Bel pulang sekolah, berbunyi. Seperti tidak ada apa-apa, gue langsung keluar kelas menuju tangga. Dari pintu kelas, Vio memanggil gue "Dik, tungguin!" Otak gue menghentikan langkah dan menunggu Vio. Vio menghampiri gue dan gue dibawa ke depan pintu ruang serbaguna, gue hanya bisa mengikuti dia. "Dik" Vio membuka perbincangan. "Iya, ada apa?"
"Gue mau menjawab yang kemarin" Tiba-tiba Malvin, teman sekaligus tetangganya Vio, datang dan membuyarkan suasana. Malvin mendorong dan menahan Vio yang hampir jatuh. Dan momen itu adalah momen yang terburuk buat gue. Tapi Vio tertawa-tawa seakan ga ada gue disitu.
"Sorry ya, Dik. Malvin memang rese orangnya"
"Iya, ga apa-apa" kata gue sambil memasang muka Poker face.
"Dik, lu mau gue jujur atau engga?" Mata kita bertemu di antara sinar yang menerangi koridor sekolah.
"Ya itu sih tergantung lu, mau mulai yang mana" kata gue.
"Maaf ya sebelumnya, gue belum bisa buka hati untuk siapapun. Karena bokap gue ngelarang gue untuk pacaran dengan siapapun" wajah sendunya membuat hati gue semakin jatuh hati meskipun hati ini jatuh ke lantai berkeping-keping bak rumah yang baru digusur. 
"Alasan klasik" hati gue berkata. Gue cuma bisa terdiam membisu walaupun tubuh ini gagal menjadi lukisan di hatinya.   
***

Hari-hari setelah peristiwa itu, awalnya memang tidak ada apa-apa. Namun, pikiran gue mulai kacau sendiri. Jadilah gue ga bicara sama sekali ke dia selama satu bulan. 

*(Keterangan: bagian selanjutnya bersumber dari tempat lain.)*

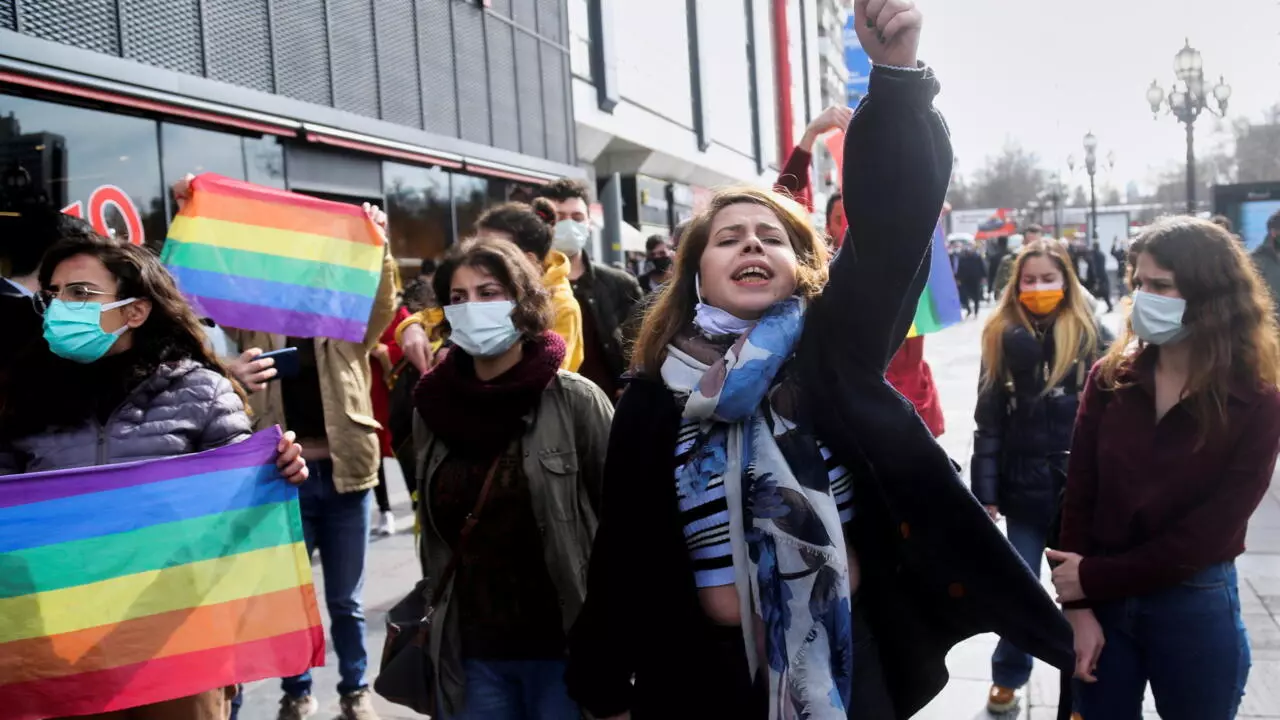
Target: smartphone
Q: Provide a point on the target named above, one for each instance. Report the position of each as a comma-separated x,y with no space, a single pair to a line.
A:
286,361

Selama satu bulan itu, gue selalu memposting hal-hal yang ga pantas ditiru, seperti mengejek, membuka aib, dan sebagainya. Kalo sekarang sih, gue nyesel mengapa gue lakukan itu. Andai itu ga terjadi, persahabatan gue sama dia, mungkin bisa bertahan sampai hari ini. 

Satu bulan tanpa bicara, akhirnya gue duluan yang minta maaf. Gue akui, gue yang salah. Karena gue termakan emosi sendiri. Tapi kawan-kawan gue selalu bilang Vio yang salah karena memberi harapan palsu ke gue meskipun gue ga merasakan harapan palsu itu. 

"Vi, maafin gue ya. Gue akui, gue yang salah kok" ya, tujuan lain dari minta maaf adalah mengurangi beban supaya lebih percaya diri lagi ketika akan menghadapi pertandingan.
"Ga, lu ga salah, kok. Gue yang salah udah PHP in lu" Lalu kita berjabat tangan tanda minta maaf udah selesai. 
***

Tiga bulan setelah gue baikan, entah mengapa hati masih ingin memilikinya walaupun peluangnya adalah mustahil. Gue memberanikan diri untuk ngajak pulang bareng dengan sepeda gue, tanpa diduga, dia mau. Dan orang-orang yang ada di sekitar gue, bingung dengan keadaan itu. Meskipun gue dirundung atau dihujat, gue terima itu sebagai hukuman karena udah mengumbar dan mengejek Vio. 

Gue bahagia ketika Tuhan mempertemukan gue dengan Vio di akhir masa-masa gue memakai seragam putih abu-abu. Menurut gue itu adalah salah satu anugerah yang indah dari sekian banyak anugerah Tuhan yang udah diberikan kepada gue. Gue banyak belajar dari dirinya. Kalo Vio membaca tulisan gue ini, gue minta maaf yang sebesar-besarnya karena telah membuat hidup lu menjadi risih atau kesal sama gue. Sekali lagi, Terima Kasih Mentari Dari Jogjakarta.